Die atopische Dermatitis (AD) beginnt üblicherweise in der frühen Kindheit. Bei vielen Betroffenen heilt die Erkrankung spontan aus oder geht zumindest für viele Jahre in Remission, erläutert Prof. Dr. Patrick Brunner von der Icahn School of Medicine at Mount Sinai, New York. Dies würde leider nicht auf alle Patienten mit AD zutreffen und man kenne die Hintergründe eines Persistierens der AD nicht, so Brunner. Auch eine „late-onset“ AD kommt in seltenen Fällen vor. Das Konzept des „atopischen Marsches“, der mit atopischem Ekzem und Nahrungsmittelallergie in den ersten Lebensmonaten beginnt und schließlich zu Rhinitis und Asthma führt, gilt heute als überholt, so Brunner.
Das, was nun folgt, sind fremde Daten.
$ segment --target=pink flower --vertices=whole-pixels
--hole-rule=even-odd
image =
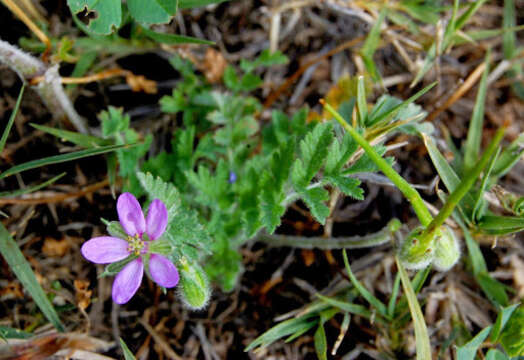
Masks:
[[[127,239],[95,237],[84,243],[80,250],[87,260],[95,264],[110,264],[133,254],[138,256],[116,275],[113,282],[113,301],[125,304],[133,297],[142,282],[144,260],[147,258],[148,273],[153,281],[165,288],[176,286],[179,275],[175,265],[165,256],[151,253],[149,249],[150,243],[162,236],[167,227],[167,209],[164,203],[158,199],[153,200],[149,205],[147,218],[144,218],[137,199],[130,193],[123,193],[118,197],[116,209],[120,224],[128,235]]]

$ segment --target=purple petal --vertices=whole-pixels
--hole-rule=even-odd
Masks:
[[[128,235],[142,235],[146,231],[144,213],[133,194],[123,193],[120,195],[116,202],[116,210],[120,224]]]
[[[167,227],[167,209],[164,203],[155,199],[149,205],[146,219],[146,232],[151,240],[158,239]]]
[[[109,264],[128,257],[128,246],[129,243],[125,240],[112,236],[101,236],[85,242],[80,252],[87,260],[95,264]]]
[[[171,261],[162,255],[151,254],[149,273],[158,285],[165,288],[172,288],[178,284],[178,270]]]
[[[128,302],[140,287],[143,276],[142,260],[136,259],[124,266],[113,282],[113,301],[117,304]]]

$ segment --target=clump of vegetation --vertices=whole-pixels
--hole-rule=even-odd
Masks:
[[[183,356],[276,356],[281,339],[318,359],[328,353],[417,360],[524,356],[519,245],[504,247],[502,257],[481,247],[486,241],[495,247],[524,230],[524,196],[515,190],[521,180],[513,188],[510,180],[524,155],[523,129],[509,115],[518,117],[515,109],[522,109],[524,97],[517,36],[522,25],[513,0],[502,7],[459,0],[273,4],[265,23],[269,45],[255,47],[229,30],[219,35],[223,28],[217,21],[221,14],[227,20],[228,14],[243,13],[242,6],[255,6],[251,2],[68,0],[70,21],[60,35],[34,4],[3,3],[33,36],[19,39],[21,49],[0,41],[0,62],[23,82],[0,153],[8,154],[6,146],[16,136],[13,125],[28,98],[27,86],[53,120],[44,125],[30,119],[31,128],[17,124],[18,141],[25,141],[20,129],[27,128],[50,135],[45,140],[50,149],[58,141],[67,144],[66,151],[59,146],[64,153],[35,150],[28,159],[15,149],[14,158],[4,156],[11,164],[0,173],[1,184],[20,187],[0,194],[1,204],[13,205],[2,212],[0,253],[8,265],[6,283],[18,289],[5,296],[33,304],[25,291],[36,305],[22,311],[31,321],[16,320],[9,303],[3,307],[0,336],[10,358],[52,356],[61,349],[143,358],[153,351],[151,339],[160,358],[179,357],[180,343],[191,341],[198,344],[185,348]],[[493,16],[486,8],[497,9],[498,28],[479,27],[480,20]],[[290,10],[294,15],[288,19]],[[304,35],[306,49],[319,55],[303,61],[300,34],[307,31],[294,34],[297,24],[311,30],[323,24],[322,33],[338,34],[329,25],[335,15],[324,11],[343,22],[367,24],[363,35],[329,45],[330,50]],[[63,22],[63,16],[57,19],[53,24]],[[174,33],[172,24],[181,33]],[[247,24],[243,31],[261,30]],[[203,39],[210,34],[221,52]],[[235,59],[228,41],[244,46]],[[279,42],[287,44],[282,51]],[[294,42],[302,45],[289,46]],[[117,63],[142,53],[160,54],[169,64],[162,73],[176,78],[150,79]],[[67,66],[59,71],[55,63],[70,64],[70,76]],[[459,77],[450,63],[462,66]],[[124,111],[111,86],[102,85],[122,77],[126,84],[113,88],[150,103],[129,111],[135,105],[130,98]],[[276,78],[278,87],[271,83]],[[96,86],[80,95],[79,84],[91,82]],[[465,100],[477,83],[476,96]],[[502,120],[494,115],[504,102],[499,88],[512,101]],[[85,93],[104,99],[96,101],[96,116],[80,111],[81,100],[75,101]],[[140,119],[137,114],[144,111],[147,116]],[[60,166],[66,172],[49,176],[48,169]],[[25,186],[35,174],[45,180]],[[58,184],[97,177],[103,180],[80,190]],[[417,184],[431,177],[430,185]],[[42,197],[44,188],[55,192]],[[66,188],[70,193],[56,194]],[[111,200],[117,194],[118,200]],[[69,215],[62,209],[57,215],[57,204],[71,201],[85,210],[82,220],[74,207]],[[111,215],[113,203],[119,221]],[[19,210],[41,204],[49,205],[49,216]],[[393,210],[387,213],[387,207]],[[45,234],[49,219],[64,239],[74,233],[72,240],[51,241],[47,235],[31,240],[38,231]],[[109,235],[102,235],[100,223]],[[363,229],[363,223],[373,225]],[[32,244],[41,240],[44,256],[36,259]],[[300,249],[301,256],[292,256],[299,254],[292,250],[280,258],[289,248]],[[256,268],[253,259],[273,251],[277,257],[266,259],[262,271]],[[82,259],[79,253],[105,270],[72,260]],[[46,257],[71,262],[67,276]],[[303,274],[287,270],[301,262]],[[308,273],[310,267],[317,272]],[[493,271],[499,267],[503,276]],[[115,276],[108,314],[106,276]],[[516,288],[505,281],[510,278]],[[145,281],[140,287],[143,279],[158,286]],[[272,294],[274,312],[262,310],[268,293],[280,285],[282,291]],[[304,292],[310,298],[301,296]],[[291,312],[280,316],[276,309],[289,299],[298,304],[283,306]],[[125,316],[131,320],[119,320],[117,304],[129,309]],[[217,315],[217,309],[224,312]],[[98,328],[108,321],[112,332],[106,334]],[[57,332],[41,335],[47,322]],[[128,334],[135,324],[144,331]],[[228,332],[229,325],[238,330]],[[220,336],[223,342],[213,339],[211,346],[207,337],[217,331],[232,334],[229,343]],[[120,349],[107,342],[111,337]],[[13,339],[24,339],[23,345]],[[142,345],[135,345],[138,340]],[[60,345],[49,345],[55,342]]]

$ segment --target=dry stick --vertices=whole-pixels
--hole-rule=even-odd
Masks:
[[[129,74],[130,74],[130,71],[128,70],[116,68],[116,69],[104,70],[99,73],[87,75],[83,77],[62,77],[60,78],[60,82],[62,84],[88,84],[88,83],[95,82],[95,81],[110,79],[116,76],[127,76]],[[31,85],[36,85],[42,82],[43,80],[44,80],[43,76],[37,76],[31,79],[30,83]]]
[[[458,99],[460,99],[469,89],[475,85],[475,83],[480,79],[486,64],[483,62],[473,70],[473,72],[467,77],[466,81],[455,91],[446,102],[438,107],[436,110],[433,110],[431,114],[427,117],[426,121],[433,121],[437,116],[439,116],[444,110],[453,105]]]
[[[319,57],[311,60],[311,61],[308,61],[307,63],[305,63],[304,65],[302,65],[297,71],[295,71],[293,73],[293,75],[291,75],[290,77],[288,77],[286,79],[286,81],[284,81],[282,83],[282,85],[280,85],[278,87],[278,89],[276,89],[275,91],[273,91],[271,94],[269,94],[269,96],[266,98],[266,101],[264,102],[264,108],[267,109],[269,107],[271,107],[271,105],[273,105],[273,103],[280,97],[280,95],[282,95],[282,93],[284,91],[286,91],[286,89],[288,87],[290,87],[295,81],[297,81],[297,79],[300,77],[300,75],[302,75],[304,73],[304,71],[306,71],[310,66],[312,65],[315,65],[316,63],[324,60],[324,59],[327,59],[341,51],[344,51],[346,49],[349,49],[355,45],[357,45],[358,43],[360,43],[361,41],[363,41],[365,39],[365,36],[359,36],[355,39],[352,39],[352,40],[349,40],[349,41],[346,41],[345,43],[337,46],[336,48],[328,51],[327,53],[323,54],[323,55],[320,55]]]
[[[49,51],[51,50],[51,41],[47,37],[47,35],[40,30],[38,26],[35,25],[35,23],[29,18],[29,16],[26,15],[26,13],[18,7],[18,5],[13,2],[13,0],[2,0],[5,6],[9,10],[11,10],[12,13],[14,13],[26,26],[31,30],[37,38],[40,39],[45,44],[45,51],[42,54],[42,60],[47,62],[47,55],[49,54]]]
[[[35,19],[35,21],[49,24],[31,1],[32,0],[21,0],[20,5],[33,19]]]
[[[47,67],[42,61],[20,50],[8,42],[0,40],[0,62],[16,72],[22,81],[43,76],[43,80],[34,88],[43,102],[58,120],[68,118],[81,133],[88,133],[86,121],[78,115],[71,100],[64,92],[58,73],[58,65]]]
[[[107,185],[109,185],[108,179],[102,180],[93,185],[86,186],[80,191],[69,193],[69,194],[59,194],[59,195],[48,196],[48,197],[43,197],[43,198],[35,198],[35,199],[0,199],[0,205],[6,205],[6,204],[38,205],[38,204],[58,203],[58,202],[62,202],[65,200],[70,200],[70,199],[75,199],[75,198],[85,196],[99,189],[102,189],[106,187]]]
[[[162,335],[160,335],[151,325],[149,325],[145,320],[139,319],[138,322],[146,329],[146,331],[151,335],[155,343],[162,349],[164,354],[174,360],[182,360],[180,356],[178,356],[175,351],[171,348],[169,343],[164,339]]]

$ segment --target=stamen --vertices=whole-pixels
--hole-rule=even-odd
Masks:
[[[127,241],[129,242],[127,251],[130,253],[134,253],[136,256],[138,256],[141,253],[147,251],[147,244],[142,241],[140,235],[137,234],[135,236],[128,236]]]

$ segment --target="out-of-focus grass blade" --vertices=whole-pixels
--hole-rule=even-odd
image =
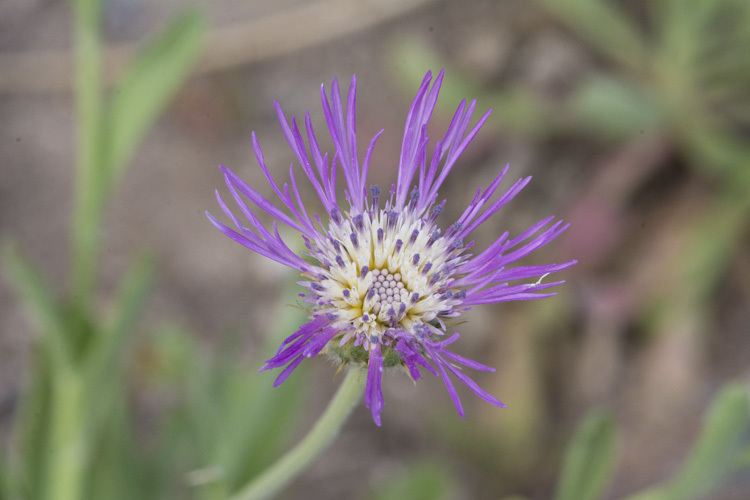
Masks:
[[[537,0],[588,38],[592,46],[637,71],[644,70],[647,48],[641,34],[604,0]]]
[[[413,37],[396,40],[389,53],[399,72],[398,81],[403,82],[404,91],[409,93],[419,85],[427,70],[432,70],[436,76],[439,68],[449,66],[448,61],[440,58],[433,48]],[[556,126],[555,113],[545,107],[539,96],[520,85],[487,92],[479,82],[460,71],[446,69],[440,94],[438,108],[449,116],[462,99],[476,97],[482,112],[488,107],[495,110],[491,123],[499,123],[509,131],[544,135]]]
[[[670,481],[667,498],[700,498],[734,472],[742,438],[750,430],[749,412],[747,389],[731,384],[721,391],[690,457]]]
[[[112,402],[107,426],[93,443],[93,459],[87,491],[91,500],[165,499],[154,494],[154,470],[145,460],[147,454],[138,449],[133,422],[124,394]],[[163,478],[164,480],[168,478]]]
[[[50,366],[44,351],[35,353],[31,374],[16,416],[13,436],[19,461],[13,470],[15,498],[42,498],[49,463],[51,398]]]
[[[295,281],[290,280],[281,293],[276,321],[263,349],[266,357],[307,319],[306,311],[287,304],[296,297]],[[289,444],[303,403],[307,367],[300,366],[282,385],[273,387],[272,373],[257,373],[262,361],[256,358],[250,366],[242,363],[228,371],[220,388],[221,439],[211,459],[225,471],[230,490],[260,473]]]
[[[105,160],[110,185],[187,76],[200,52],[204,24],[196,12],[175,19],[141,51],[115,90]]]
[[[703,431],[682,470],[667,484],[628,500],[704,498],[724,477],[741,467],[742,445],[750,431],[750,400],[739,384],[725,387],[709,410]]]
[[[657,103],[639,87],[604,75],[588,79],[570,105],[580,126],[611,138],[632,136],[662,122]]]
[[[9,469],[10,464],[0,448],[0,500],[10,500],[12,497]]]
[[[86,391],[96,396],[87,412],[93,429],[111,418],[111,408],[116,398],[121,397],[123,354],[146,304],[153,271],[153,262],[146,256],[137,258],[131,265],[120,284],[112,317],[100,328],[97,341],[86,358]]]
[[[70,347],[66,344],[66,321],[52,288],[34,266],[21,257],[17,248],[5,246],[3,261],[11,285],[36,323],[32,330],[41,334],[37,340],[48,361],[55,370],[68,369]]]
[[[455,479],[445,466],[435,463],[416,463],[406,467],[384,485],[369,500],[445,500],[455,491]]]
[[[599,498],[614,470],[615,441],[615,424],[610,416],[598,411],[586,416],[568,445],[555,498]]]

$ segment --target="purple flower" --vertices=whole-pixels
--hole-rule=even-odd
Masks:
[[[542,278],[575,264],[510,267],[565,231],[568,225],[553,223],[554,217],[534,224],[515,238],[506,232],[476,255],[468,252],[472,243],[465,242],[474,230],[531,180],[520,179],[495,197],[507,166],[486,189],[477,191],[456,222],[441,229],[439,218],[445,200],[437,201],[438,190],[490,114],[485,113],[469,129],[476,101],[468,105],[461,101],[445,136],[429,154],[427,123],[442,79],[441,71],[430,87],[432,75],[427,73],[417,91],[406,118],[398,178],[390,195],[381,193],[377,186],[367,186],[370,158],[382,130],[370,141],[360,164],[355,131],[357,81],[353,76],[346,110],[338,82],[333,80],[330,101],[321,85],[323,113],[335,147],[332,158],[321,152],[309,113],[305,114],[303,137],[294,117],[290,123],[275,103],[284,136],[325,208],[325,220],[311,214],[302,202],[293,168],[289,170],[289,184],[279,186],[273,180],[255,133],[255,156],[281,203],[264,198],[222,167],[229,193],[244,220],[232,213],[218,191],[219,206],[236,229],[206,214],[225,235],[296,269],[305,279],[299,283],[306,289],[300,296],[309,307],[310,321],[281,344],[261,371],[283,368],[274,384],[278,385],[304,358],[320,353],[342,364],[362,365],[367,368],[365,403],[378,425],[383,409],[382,374],[392,367],[402,367],[414,380],[420,378],[420,370],[442,377],[462,417],[464,411],[451,376],[485,401],[504,407],[463,370],[494,369],[449,351],[459,334],[445,338],[446,330],[454,318],[476,304],[554,295],[539,292],[563,282],[542,283]],[[347,203],[343,208],[336,193],[337,173],[343,174],[346,184]],[[258,210],[275,219],[273,230],[260,222]],[[301,234],[307,259],[282,240],[279,223]],[[517,283],[530,278],[535,281]]]

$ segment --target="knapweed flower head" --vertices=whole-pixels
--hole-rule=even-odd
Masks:
[[[321,353],[342,364],[361,365],[367,370],[365,403],[378,425],[383,408],[381,380],[387,368],[405,369],[414,380],[421,377],[421,370],[442,377],[462,417],[464,411],[451,376],[485,401],[504,406],[464,372],[465,368],[494,370],[449,350],[459,338],[458,333],[449,334],[450,325],[474,305],[554,295],[542,291],[562,281],[542,282],[541,278],[575,263],[510,267],[567,228],[562,221],[553,222],[553,217],[513,238],[506,232],[485,250],[470,253],[472,233],[531,179],[520,179],[496,197],[507,166],[489,186],[476,192],[458,220],[442,223],[446,201],[438,201],[438,191],[490,113],[469,129],[476,101],[462,101],[445,136],[430,148],[427,123],[442,78],[441,71],[430,86],[432,75],[427,73],[417,91],[406,118],[398,176],[389,192],[367,183],[373,147],[382,130],[370,141],[360,162],[355,129],[357,82],[353,76],[346,109],[335,79],[330,100],[321,85],[323,114],[335,148],[331,156],[321,152],[309,113],[305,114],[303,134],[294,117],[287,120],[275,103],[281,130],[320,198],[325,217],[311,213],[310,204],[303,203],[293,166],[289,183],[277,184],[255,133],[255,156],[279,200],[268,200],[222,167],[229,193],[244,220],[230,210],[218,191],[219,206],[235,228],[207,213],[233,240],[304,277],[299,284],[305,293],[300,296],[309,308],[310,320],[282,342],[261,371],[281,368],[274,383],[278,385],[305,358]],[[338,175],[343,175],[346,187],[345,204],[336,190]],[[260,221],[259,211],[275,219],[272,230]],[[299,232],[306,247],[302,255],[281,238],[278,224]],[[520,280],[533,282],[517,283]]]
Es habe sich gezeigt, dass die beschriebene Sequenz nur bei einer kleinen Minderheit der Betroffenen auftritt oder beispielsweise eine allergische Rhinitis auch ganz ohne Ekzem oder Wheezing vorkommt.1 Zwar gilt eine Assoziation der genannten Erkrankungen als gesichert, doch treten diese eher als Cluster denn in der Sequenz auf.2 Brunner betont, dass die Betroffenen auch zwischen den Manifestationen „wandern“, also zeitweise unter der einen und zeitweise unter einer anderen Manifestation des atopischen Spektrums leiden können.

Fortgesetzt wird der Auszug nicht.